Using IAM Role with EC2 to access security credentials

When we deploy an application onto EC2, it usually needs to access or make API calls to other AWS Services. A common scenario would be an application making calls to S3 service for file uploads. In such cases, we tend to encode the secret access key and access key id as part of the application for the deployment process.

There is another, more secure way to do so in AWS, which is through the use of IAM Roles and EC2 instance metadata.

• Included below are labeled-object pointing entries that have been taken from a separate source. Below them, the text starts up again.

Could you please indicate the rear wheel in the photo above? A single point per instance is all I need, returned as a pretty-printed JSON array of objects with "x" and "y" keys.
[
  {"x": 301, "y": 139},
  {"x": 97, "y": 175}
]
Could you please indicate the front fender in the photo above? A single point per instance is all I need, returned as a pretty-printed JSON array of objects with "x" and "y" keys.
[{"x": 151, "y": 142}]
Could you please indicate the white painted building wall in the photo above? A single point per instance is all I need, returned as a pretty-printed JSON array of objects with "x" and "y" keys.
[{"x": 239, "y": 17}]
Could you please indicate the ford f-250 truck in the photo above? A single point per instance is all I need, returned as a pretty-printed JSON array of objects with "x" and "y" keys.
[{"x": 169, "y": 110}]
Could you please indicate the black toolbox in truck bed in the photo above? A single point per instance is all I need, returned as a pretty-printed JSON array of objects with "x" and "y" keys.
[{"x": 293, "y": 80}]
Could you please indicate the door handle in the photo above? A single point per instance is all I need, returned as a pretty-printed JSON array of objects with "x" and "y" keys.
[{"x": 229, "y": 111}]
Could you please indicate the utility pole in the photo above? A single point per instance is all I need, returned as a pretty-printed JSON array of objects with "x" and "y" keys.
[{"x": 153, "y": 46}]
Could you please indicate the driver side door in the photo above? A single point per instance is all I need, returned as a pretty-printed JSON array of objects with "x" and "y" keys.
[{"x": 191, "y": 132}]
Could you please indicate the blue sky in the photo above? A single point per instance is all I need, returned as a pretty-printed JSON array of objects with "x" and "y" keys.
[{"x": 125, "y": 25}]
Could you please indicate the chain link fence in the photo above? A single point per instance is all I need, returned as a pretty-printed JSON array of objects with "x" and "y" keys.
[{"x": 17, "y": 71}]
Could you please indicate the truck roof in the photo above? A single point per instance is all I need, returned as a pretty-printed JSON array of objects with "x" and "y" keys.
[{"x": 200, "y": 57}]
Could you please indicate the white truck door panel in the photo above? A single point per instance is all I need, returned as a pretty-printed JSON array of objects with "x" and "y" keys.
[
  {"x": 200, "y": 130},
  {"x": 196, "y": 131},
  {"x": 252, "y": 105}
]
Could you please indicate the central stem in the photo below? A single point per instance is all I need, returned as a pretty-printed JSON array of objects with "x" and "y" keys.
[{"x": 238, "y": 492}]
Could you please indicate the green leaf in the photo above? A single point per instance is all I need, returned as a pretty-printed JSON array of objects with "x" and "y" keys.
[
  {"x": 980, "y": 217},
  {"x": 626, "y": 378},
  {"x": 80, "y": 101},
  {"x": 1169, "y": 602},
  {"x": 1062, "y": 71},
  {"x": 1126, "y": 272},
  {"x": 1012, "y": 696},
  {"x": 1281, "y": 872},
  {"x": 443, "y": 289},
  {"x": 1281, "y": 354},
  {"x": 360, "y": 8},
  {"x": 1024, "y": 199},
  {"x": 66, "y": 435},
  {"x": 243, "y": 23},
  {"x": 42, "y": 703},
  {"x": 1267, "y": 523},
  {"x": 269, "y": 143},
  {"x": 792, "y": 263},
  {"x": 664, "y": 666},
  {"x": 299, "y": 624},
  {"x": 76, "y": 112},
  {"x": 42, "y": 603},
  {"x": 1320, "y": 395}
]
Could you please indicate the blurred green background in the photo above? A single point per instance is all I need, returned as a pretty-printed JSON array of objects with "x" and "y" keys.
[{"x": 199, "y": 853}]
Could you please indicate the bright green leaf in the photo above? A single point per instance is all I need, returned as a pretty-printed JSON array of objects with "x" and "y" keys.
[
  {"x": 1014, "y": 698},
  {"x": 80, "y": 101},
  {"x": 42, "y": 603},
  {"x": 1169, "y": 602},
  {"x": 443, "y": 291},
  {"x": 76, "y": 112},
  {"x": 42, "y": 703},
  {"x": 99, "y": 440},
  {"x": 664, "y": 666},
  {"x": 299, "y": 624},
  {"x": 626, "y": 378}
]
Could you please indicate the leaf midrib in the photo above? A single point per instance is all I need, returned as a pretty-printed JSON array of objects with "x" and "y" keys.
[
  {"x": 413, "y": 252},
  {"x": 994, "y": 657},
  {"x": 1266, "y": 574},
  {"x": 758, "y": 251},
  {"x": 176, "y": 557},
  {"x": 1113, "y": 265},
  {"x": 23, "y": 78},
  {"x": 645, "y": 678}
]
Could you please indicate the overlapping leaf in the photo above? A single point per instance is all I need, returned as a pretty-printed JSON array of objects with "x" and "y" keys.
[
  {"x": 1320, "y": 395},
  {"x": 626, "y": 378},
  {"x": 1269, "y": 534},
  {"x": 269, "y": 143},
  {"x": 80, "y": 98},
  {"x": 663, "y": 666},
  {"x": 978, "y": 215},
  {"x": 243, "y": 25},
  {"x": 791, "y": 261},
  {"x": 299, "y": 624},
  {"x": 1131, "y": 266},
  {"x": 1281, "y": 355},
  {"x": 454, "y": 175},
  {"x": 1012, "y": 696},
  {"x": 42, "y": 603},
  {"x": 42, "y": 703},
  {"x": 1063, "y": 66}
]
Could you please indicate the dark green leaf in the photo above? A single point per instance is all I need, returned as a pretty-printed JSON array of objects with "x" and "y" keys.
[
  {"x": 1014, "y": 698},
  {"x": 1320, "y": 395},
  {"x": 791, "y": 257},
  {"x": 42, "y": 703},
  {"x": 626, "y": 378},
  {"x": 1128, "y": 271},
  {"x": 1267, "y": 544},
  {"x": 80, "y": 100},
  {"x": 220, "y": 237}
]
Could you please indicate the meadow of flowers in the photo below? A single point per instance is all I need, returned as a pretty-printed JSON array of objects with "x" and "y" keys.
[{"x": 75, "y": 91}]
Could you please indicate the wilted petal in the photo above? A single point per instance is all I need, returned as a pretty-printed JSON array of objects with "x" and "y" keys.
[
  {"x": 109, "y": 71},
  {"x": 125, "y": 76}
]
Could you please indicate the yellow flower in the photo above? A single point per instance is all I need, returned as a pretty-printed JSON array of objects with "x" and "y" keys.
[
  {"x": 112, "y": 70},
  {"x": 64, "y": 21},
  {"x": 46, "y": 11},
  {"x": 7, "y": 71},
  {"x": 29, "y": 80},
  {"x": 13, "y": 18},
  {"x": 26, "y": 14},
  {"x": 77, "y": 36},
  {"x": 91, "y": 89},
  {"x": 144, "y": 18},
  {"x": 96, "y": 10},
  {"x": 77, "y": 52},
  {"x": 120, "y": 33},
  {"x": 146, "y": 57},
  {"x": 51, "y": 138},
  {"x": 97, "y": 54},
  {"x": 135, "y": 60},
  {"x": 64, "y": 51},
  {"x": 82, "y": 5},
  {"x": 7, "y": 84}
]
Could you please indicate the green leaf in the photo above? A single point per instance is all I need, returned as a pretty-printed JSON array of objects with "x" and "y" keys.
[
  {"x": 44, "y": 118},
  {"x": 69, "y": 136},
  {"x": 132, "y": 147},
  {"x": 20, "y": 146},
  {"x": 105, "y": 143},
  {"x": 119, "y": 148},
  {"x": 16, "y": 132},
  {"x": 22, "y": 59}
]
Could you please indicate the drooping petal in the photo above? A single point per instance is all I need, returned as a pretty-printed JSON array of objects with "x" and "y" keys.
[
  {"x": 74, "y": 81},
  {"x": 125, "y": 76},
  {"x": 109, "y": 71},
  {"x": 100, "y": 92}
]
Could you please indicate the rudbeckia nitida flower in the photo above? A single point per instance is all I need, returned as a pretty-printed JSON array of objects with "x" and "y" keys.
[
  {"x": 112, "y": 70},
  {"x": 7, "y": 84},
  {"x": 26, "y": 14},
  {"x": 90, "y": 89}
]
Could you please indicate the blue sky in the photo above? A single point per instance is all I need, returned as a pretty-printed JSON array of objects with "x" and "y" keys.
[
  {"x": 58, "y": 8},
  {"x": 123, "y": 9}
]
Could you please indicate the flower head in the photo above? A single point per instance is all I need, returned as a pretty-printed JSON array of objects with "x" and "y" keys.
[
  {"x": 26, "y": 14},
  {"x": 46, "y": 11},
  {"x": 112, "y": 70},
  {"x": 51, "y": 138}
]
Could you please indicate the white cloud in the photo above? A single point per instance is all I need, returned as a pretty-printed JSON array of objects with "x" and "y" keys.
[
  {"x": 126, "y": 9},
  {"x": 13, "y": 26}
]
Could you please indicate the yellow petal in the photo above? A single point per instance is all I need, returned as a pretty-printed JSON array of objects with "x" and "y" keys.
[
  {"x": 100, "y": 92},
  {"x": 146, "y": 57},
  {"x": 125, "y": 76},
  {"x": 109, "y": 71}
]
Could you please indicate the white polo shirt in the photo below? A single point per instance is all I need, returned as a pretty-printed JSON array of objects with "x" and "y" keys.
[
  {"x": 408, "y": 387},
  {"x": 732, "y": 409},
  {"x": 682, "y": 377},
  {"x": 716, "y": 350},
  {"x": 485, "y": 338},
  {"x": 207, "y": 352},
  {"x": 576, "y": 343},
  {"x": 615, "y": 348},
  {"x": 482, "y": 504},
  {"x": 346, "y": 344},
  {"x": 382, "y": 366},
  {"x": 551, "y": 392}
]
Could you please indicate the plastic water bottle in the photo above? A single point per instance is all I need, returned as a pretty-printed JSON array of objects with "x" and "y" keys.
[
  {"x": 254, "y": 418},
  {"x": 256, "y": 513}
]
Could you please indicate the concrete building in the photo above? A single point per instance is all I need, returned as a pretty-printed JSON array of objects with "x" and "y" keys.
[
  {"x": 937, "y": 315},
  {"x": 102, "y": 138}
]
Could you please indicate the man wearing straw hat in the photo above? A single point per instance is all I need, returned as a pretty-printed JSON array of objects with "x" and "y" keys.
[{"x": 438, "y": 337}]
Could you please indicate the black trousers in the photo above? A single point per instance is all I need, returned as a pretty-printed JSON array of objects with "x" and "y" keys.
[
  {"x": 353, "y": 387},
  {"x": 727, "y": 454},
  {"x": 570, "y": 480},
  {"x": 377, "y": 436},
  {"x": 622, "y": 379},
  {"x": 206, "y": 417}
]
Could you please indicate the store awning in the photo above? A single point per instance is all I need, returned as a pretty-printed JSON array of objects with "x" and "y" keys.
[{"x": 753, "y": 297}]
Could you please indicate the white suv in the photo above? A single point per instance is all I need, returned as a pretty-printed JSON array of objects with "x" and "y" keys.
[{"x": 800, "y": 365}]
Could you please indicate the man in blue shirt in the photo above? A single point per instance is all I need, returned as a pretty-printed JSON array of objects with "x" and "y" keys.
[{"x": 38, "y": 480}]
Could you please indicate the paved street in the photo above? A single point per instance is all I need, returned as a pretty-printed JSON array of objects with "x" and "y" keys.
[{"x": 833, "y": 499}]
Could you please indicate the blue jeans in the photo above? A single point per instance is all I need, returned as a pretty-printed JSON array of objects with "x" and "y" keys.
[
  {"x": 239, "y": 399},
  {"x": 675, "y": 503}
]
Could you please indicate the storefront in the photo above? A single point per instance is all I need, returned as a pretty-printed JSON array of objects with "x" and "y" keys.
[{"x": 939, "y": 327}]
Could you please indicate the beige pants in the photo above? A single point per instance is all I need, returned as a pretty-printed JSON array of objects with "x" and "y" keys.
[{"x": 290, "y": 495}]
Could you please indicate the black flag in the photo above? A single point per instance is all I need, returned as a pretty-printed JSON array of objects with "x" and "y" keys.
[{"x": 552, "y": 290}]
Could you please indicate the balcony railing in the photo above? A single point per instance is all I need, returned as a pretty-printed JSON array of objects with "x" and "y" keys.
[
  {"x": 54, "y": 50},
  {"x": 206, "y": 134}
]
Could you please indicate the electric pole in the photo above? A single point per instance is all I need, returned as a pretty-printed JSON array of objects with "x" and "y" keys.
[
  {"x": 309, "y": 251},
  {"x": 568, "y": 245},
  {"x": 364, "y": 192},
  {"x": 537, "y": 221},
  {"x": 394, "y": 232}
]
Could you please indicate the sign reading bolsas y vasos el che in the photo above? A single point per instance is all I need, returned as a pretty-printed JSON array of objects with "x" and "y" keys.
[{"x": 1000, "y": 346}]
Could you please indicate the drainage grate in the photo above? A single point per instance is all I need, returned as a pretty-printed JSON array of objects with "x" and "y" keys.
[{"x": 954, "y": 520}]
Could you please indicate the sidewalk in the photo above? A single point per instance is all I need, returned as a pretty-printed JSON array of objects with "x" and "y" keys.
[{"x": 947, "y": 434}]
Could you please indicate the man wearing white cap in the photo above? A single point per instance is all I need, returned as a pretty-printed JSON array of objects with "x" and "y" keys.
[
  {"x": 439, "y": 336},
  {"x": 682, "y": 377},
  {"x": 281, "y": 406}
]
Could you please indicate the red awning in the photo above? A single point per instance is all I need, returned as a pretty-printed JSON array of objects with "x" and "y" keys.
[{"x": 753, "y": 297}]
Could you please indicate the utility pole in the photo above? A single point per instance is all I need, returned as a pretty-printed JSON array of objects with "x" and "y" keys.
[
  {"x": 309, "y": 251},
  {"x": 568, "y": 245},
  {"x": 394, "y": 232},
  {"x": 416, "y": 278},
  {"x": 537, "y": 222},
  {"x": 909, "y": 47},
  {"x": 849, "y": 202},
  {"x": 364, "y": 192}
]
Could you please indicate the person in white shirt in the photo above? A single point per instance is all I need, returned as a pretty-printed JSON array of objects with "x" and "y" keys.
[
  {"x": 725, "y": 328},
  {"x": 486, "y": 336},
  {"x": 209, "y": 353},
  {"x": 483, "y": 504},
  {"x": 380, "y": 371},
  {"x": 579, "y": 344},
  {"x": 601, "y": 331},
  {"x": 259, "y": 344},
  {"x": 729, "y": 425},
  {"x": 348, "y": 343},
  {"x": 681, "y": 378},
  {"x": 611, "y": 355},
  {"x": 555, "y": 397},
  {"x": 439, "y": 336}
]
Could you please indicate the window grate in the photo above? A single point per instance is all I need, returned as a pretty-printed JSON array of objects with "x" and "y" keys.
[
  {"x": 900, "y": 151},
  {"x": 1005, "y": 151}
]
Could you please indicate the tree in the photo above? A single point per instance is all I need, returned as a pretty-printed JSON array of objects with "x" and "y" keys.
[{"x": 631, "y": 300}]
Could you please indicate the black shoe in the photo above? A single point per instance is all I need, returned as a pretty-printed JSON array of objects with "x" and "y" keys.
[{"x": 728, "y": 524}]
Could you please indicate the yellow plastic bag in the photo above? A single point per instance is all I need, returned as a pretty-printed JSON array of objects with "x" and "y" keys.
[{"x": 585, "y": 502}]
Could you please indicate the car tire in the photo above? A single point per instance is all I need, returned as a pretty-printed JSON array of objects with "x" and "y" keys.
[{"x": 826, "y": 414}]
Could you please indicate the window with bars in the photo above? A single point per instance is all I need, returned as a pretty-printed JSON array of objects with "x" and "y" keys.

When we provision an EC2 instance, we have to assign an IAM role to it in order to access other AWS services. However, the security credentials for the role can also be accessed through the Instance Metadata Service within each instance.

This endpoint is of the form http://169.254.269.254 and involves a curl request. We can obtain both user instance data, dynamic data, and instance specific data by using the following endpoints:

1
2
3
4
5
6
7
8
# Access user data passed in during the ec2 provision process
curl http://169.254.169.254/latest/user-data 

# Access instance data
curl http://169.254.169.254/latest/metadata

# Dynamic data
curl http://169.254.169.254/latest/dynamic

These curl requests are instance specific and can only be run from within the instance itself.

There are two versions of the API, with version 2 being session oriented. The specifics on how they differ and works is outside the scope of this article. More information can be obtained from the official documentation.

To access the credentials dynamically, we can do the following:

  • Create an IAM Role for the EC2 instance and specify which services you wish to communicate with.

  • During deployment, attach the IAM role to the instance.

  • To obtain the security credentials, we can have a user provided script, which is run just after the instance is deployed. We can retrieve and setup the environment variables like so:

1
2
3
4
5
6
7
8
9
10
11
12
13
14
15
16
17
18
19
#!/bin/sh

# obtain the IAM role name
ROLE=$(curl http://169.254.169.254/latest/meta-data/iam/security-credentials)

KEYURL="http://169.254.169.254/latest/meta-data/iam/security-credentials/"$ROLE""

# Save the response into a json file
wget $KEYURL -O iam.json

# Use jq CLI parser to retrive the credentials: access key id; secret access key; token

ACCESSKEYID=$(cat iam.json | jq -r '.AccessKeyId')
SECRETACCESSKEY=$(cat iam.json | jq -r '.SecretAccessKey')
TOKEN=$(cat iam.json | jq -r '.Token')

echo $ACCESSKEYID
echo $SECRETACCESSKEY
echo $TOKEN

The above can be provided as user data during instance provisioning to setup the environment correctly before the application starts.

The credentials are also automatically rotated by AWS, which adds an extra layer of security. This is handled automatically for you when using the AWS CLI or SDK but may have to be handled manually in your custom applications by running a cron job for example.

The downside is the meta-data endpoint is open to any user on the instance and may have to be locked down to only allow access by the root user.